Guidance Note: Recovery of expenses under rule 49(2) of the Code
1
Introduction
1.1
Recent takeover costs disputes have highlighted the
market's need for guidance as to the scope of expenses
falling within the category of properly incurred under
rule 49(2) of the Code. Rule 49 of the Code provides:
"(1)
Despite anything in the constitution of the target company, each director of the target company is entitled to have refunded to the director by the target company any expenses properly incurred by the director on behalf, and in the interests, of holders of equity securities of the target company in relation to an offer or a takeover notice.
(2)
The target company may recover from the offeror, as a debt due to the target company, any expenses properly incurred by the target company in relation to an offer or a takeover notice, whether as a result of refunds made under subclause (1) or otherwise."
1.2
In general terms the view of the Takeovers Panel
("Panel") is that the principles put forward by the High
Court in Canterbury Frozen Meat Company Ltd v
Waitaki Farmers' Freezing Company Ltd [1972] NZLR
806 ("Canterbury Frozen Meat") in considering the
meaning of "properly incurred" expenses can be applied
to rule 49(2). Canterbury Frozen Meat was in respect
of section 11(2) of the Companies Amendment Act 1963,
which was similarly worded to rule 49(2) of the Code.
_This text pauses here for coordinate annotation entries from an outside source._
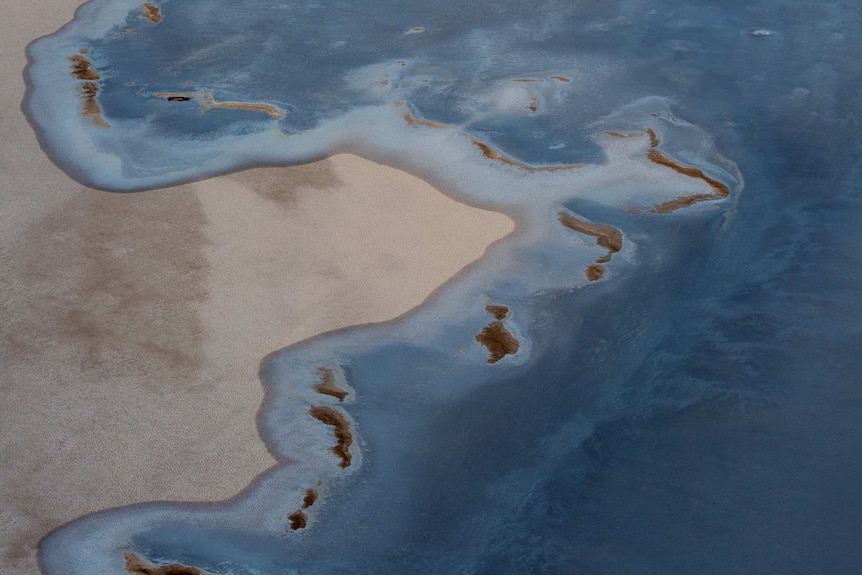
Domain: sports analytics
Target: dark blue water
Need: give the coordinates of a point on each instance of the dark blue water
(699, 411)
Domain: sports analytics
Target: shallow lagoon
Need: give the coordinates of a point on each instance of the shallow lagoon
(696, 410)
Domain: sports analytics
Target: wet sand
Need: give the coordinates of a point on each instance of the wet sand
(133, 325)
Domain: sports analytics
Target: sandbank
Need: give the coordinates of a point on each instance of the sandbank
(134, 324)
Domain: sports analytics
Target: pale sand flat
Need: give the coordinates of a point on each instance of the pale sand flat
(133, 325)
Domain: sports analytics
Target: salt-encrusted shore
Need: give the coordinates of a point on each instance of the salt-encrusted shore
(133, 324)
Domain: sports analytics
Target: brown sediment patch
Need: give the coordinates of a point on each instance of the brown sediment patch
(343, 437)
(152, 12)
(720, 192)
(90, 107)
(500, 312)
(493, 154)
(413, 121)
(495, 337)
(595, 272)
(298, 520)
(82, 68)
(139, 566)
(607, 237)
(653, 138)
(328, 386)
(310, 498)
(208, 103)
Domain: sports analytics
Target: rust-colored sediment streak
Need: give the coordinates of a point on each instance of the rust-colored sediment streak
(177, 96)
(661, 159)
(310, 498)
(615, 134)
(208, 103)
(343, 437)
(720, 192)
(413, 121)
(653, 138)
(140, 566)
(493, 154)
(90, 108)
(495, 337)
(152, 12)
(328, 386)
(82, 68)
(607, 237)
(298, 520)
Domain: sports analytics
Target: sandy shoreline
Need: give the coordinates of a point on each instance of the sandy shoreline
(133, 324)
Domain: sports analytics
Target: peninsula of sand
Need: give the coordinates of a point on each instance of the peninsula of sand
(134, 324)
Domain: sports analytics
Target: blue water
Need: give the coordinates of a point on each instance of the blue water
(699, 410)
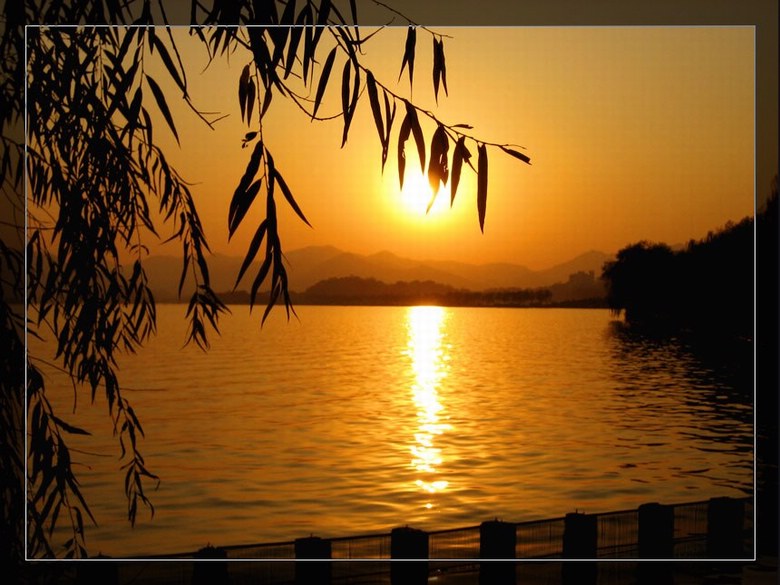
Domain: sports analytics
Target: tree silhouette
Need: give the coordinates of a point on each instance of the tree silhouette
(96, 180)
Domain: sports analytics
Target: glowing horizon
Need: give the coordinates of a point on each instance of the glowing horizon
(634, 134)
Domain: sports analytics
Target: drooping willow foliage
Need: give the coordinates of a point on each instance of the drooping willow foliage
(99, 188)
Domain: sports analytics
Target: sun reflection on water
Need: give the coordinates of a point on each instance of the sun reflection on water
(428, 356)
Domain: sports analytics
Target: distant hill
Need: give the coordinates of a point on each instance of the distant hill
(308, 266)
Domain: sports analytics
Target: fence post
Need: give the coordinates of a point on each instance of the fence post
(656, 531)
(312, 547)
(725, 524)
(497, 540)
(408, 543)
(89, 572)
(579, 542)
(210, 572)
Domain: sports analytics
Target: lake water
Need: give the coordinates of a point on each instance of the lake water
(359, 419)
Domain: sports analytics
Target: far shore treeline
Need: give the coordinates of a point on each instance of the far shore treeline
(706, 285)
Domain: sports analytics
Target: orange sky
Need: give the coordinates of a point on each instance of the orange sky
(634, 133)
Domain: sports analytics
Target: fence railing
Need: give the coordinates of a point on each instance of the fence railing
(719, 528)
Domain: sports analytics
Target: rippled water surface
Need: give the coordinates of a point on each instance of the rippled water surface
(359, 419)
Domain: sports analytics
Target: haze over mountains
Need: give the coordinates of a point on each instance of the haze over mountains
(307, 266)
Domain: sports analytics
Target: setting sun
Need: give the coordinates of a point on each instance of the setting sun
(416, 196)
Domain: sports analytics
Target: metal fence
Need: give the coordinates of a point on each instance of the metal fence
(692, 534)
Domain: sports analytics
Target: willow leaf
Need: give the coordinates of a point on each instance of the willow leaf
(482, 185)
(403, 135)
(373, 98)
(169, 63)
(289, 197)
(411, 40)
(411, 114)
(243, 84)
(458, 156)
(254, 246)
(261, 274)
(323, 81)
(239, 206)
(161, 103)
(517, 155)
(250, 100)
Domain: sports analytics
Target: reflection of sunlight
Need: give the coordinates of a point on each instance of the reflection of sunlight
(428, 356)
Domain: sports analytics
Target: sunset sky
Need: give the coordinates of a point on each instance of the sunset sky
(634, 133)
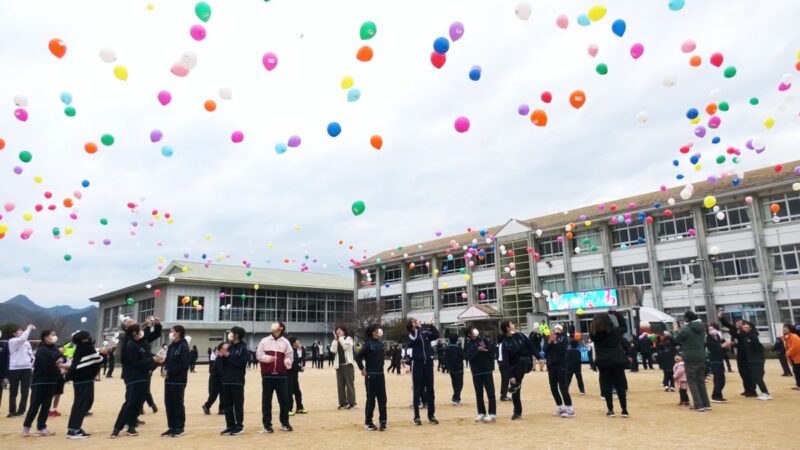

Section 11(2) was superseded by rule 49(2).
1.3
The expenses scrutinised by the Court in that case were consistent with the corporate takeovers environment at that time and the facts of the case. Those expenses were relatively confined in nature and included a consideration of expenses incurred in relation to defensive tactics, described by the Court as actions resisting the takeover.
1.4
In the Panel's view, it is not correct to treat the expenses actually approved by the Court in Canterbury Frozen Meat as being exhaustive of what expenses might be properly incurred whether in 1972 or in the current takeovers environment. What is critical is the nature of the expense and whether it falls within the general category of expenses identified by the Court. In making such a determination, regard must be had to the legal and corporate environment in which takeovers occur. Since 1972, law and practice as it affects takeovers has undergone substantial change. The responsibilities, accountabilities and expectations to which target companies and their Boards are now subject in the face of a takeover offer, bear upon the actions they take and the expenses which they incur.
1.5
The Panel received conflicting submissions from market
participants on its draft of this guidance note. Some submissions urged that the categories of recoverable expenses should be expanded considerably, without restriction (other than reasonableness), to expenses such as success fees charged by professionals to target companies. Others urged restricting the recovery of costs to expenses related to notices and target company statement obligations alone.